|
EPA's Office of Research and Development (ORD) has developed a scientific environmental
information management system (EIMS) that stores, manages, and delivers descriptive information
(metadata) for data sets, databases, documents, models, multimedia, projects, and spatial information. The EIMS user community includes environmental scientists, resource managers, and other stakeholders -- both within EPA and from the general public. Partners from ORD's Regional
Vulnerability Assessment (ReVA) project, the National Center for Environmental Assessment (NCEA), EPA Region 10, and the Surf Your Watershed program are storing their metadata in the growing EIMS collection.
EIMS is a repository of products and metadata. The descriptive information in metadata enables users to evaluate and use these products. EIMS stores and maintains descriptive information in a relational database and refers to the products (data, documents, etc.) stored either within EIMS or as distributed external files. This architecture supports the management of remote sensing data, geographical information system (GIS) coverages, and other types of data for which entry into relational tables is not appropriate. Descriptive information stored within EIMS is consistent with the Federal Geographic Data Committee (FGDC) metadata content standards for spatial data. A significant enhancement of these standards, however, is the addition of a hierarchical metadata framework that organizes detailed scientific data and documentation, and accommodates customized information at the catalog level to facilitate a review of the different types of metadata in EIMS.
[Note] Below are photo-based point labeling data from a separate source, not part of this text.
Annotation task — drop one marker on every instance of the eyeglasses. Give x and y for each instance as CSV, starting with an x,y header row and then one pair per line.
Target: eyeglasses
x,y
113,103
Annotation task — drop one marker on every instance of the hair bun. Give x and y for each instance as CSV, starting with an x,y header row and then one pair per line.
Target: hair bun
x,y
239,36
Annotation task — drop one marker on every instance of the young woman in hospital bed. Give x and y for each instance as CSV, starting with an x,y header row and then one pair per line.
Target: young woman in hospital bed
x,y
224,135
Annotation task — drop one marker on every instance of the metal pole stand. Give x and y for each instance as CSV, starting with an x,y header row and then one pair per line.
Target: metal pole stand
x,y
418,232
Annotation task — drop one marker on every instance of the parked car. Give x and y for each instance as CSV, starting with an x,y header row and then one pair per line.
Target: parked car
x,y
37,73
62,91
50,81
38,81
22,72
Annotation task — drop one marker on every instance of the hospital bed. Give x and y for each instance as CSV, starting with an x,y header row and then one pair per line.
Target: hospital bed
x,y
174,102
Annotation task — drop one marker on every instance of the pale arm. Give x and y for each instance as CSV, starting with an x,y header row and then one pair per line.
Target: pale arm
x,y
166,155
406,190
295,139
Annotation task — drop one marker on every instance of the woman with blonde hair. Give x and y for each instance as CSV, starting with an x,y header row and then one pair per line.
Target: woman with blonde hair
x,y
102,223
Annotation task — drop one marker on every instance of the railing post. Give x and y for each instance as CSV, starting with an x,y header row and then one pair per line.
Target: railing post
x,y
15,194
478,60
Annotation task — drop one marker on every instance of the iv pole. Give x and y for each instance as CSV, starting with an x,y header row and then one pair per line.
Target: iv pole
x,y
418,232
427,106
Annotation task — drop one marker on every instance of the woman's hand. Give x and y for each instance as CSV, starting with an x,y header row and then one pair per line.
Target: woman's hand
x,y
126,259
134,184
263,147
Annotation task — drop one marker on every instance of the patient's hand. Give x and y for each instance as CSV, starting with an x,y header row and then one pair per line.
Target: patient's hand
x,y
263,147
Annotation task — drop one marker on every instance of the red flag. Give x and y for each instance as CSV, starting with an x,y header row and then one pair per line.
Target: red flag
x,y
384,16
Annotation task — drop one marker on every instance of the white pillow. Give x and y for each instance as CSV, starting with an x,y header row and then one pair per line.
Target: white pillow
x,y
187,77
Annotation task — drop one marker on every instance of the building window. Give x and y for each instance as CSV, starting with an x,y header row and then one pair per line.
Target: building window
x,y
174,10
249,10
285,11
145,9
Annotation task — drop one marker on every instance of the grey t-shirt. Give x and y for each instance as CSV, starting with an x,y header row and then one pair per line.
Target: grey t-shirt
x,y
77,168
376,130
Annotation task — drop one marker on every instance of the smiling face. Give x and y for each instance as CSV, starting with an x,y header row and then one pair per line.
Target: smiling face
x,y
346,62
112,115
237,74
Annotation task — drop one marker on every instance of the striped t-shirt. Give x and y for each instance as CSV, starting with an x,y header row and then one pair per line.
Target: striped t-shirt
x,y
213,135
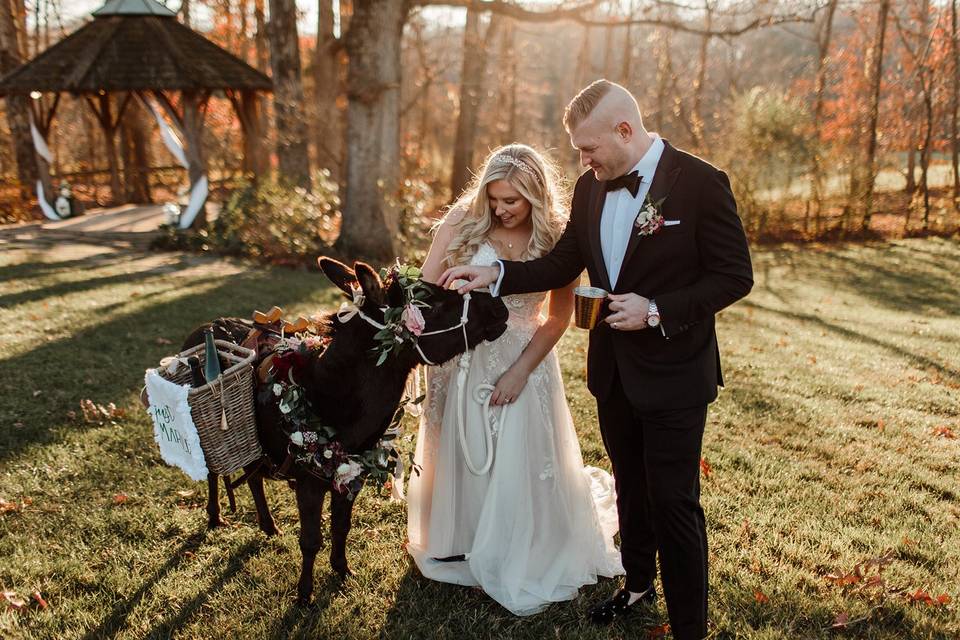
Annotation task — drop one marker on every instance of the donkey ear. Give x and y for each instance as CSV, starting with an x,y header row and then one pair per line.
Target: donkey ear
x,y
339,274
370,283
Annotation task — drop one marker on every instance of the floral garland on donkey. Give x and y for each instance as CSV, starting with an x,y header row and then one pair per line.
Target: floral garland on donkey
x,y
314,444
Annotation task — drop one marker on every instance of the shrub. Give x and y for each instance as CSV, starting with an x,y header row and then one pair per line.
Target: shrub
x,y
278,223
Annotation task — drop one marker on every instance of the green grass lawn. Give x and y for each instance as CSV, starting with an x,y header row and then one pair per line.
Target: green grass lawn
x,y
842,368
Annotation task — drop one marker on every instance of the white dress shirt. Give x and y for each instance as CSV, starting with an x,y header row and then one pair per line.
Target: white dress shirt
x,y
620,209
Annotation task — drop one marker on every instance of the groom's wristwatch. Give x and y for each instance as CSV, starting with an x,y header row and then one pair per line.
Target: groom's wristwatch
x,y
653,315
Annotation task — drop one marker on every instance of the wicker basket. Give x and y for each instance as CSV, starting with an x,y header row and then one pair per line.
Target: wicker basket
x,y
225,450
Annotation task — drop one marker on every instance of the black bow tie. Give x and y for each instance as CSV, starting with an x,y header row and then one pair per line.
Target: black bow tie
x,y
630,182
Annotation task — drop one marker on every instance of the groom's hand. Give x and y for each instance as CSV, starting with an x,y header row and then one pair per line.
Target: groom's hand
x,y
476,277
628,311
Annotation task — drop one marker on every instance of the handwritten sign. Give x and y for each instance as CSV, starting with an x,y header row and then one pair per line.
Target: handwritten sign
x,y
173,427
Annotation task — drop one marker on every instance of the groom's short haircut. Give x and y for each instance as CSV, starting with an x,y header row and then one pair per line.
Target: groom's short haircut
x,y
587,100
584,102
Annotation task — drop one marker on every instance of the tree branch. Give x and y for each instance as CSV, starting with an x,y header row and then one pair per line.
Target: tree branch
x,y
577,13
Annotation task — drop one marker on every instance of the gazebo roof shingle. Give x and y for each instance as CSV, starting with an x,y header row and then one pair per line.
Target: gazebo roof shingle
x,y
127,51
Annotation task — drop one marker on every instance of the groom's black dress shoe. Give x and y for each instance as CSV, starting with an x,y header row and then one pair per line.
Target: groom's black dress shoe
x,y
617,607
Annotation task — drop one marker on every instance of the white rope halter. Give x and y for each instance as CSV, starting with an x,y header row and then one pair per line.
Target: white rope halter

The EIMS repository of scientific documentation, accessed with standard Web browsers, places a
virtual library on the desktop of EPA staff and others with Internet access. Users can search within
EIMS to find information resources of interest based upon topic or defined criteria related to types of
environmental resources, geographical extent, date, or content origin. These user-defined searches
typically are more efficient than currently used Web search engines.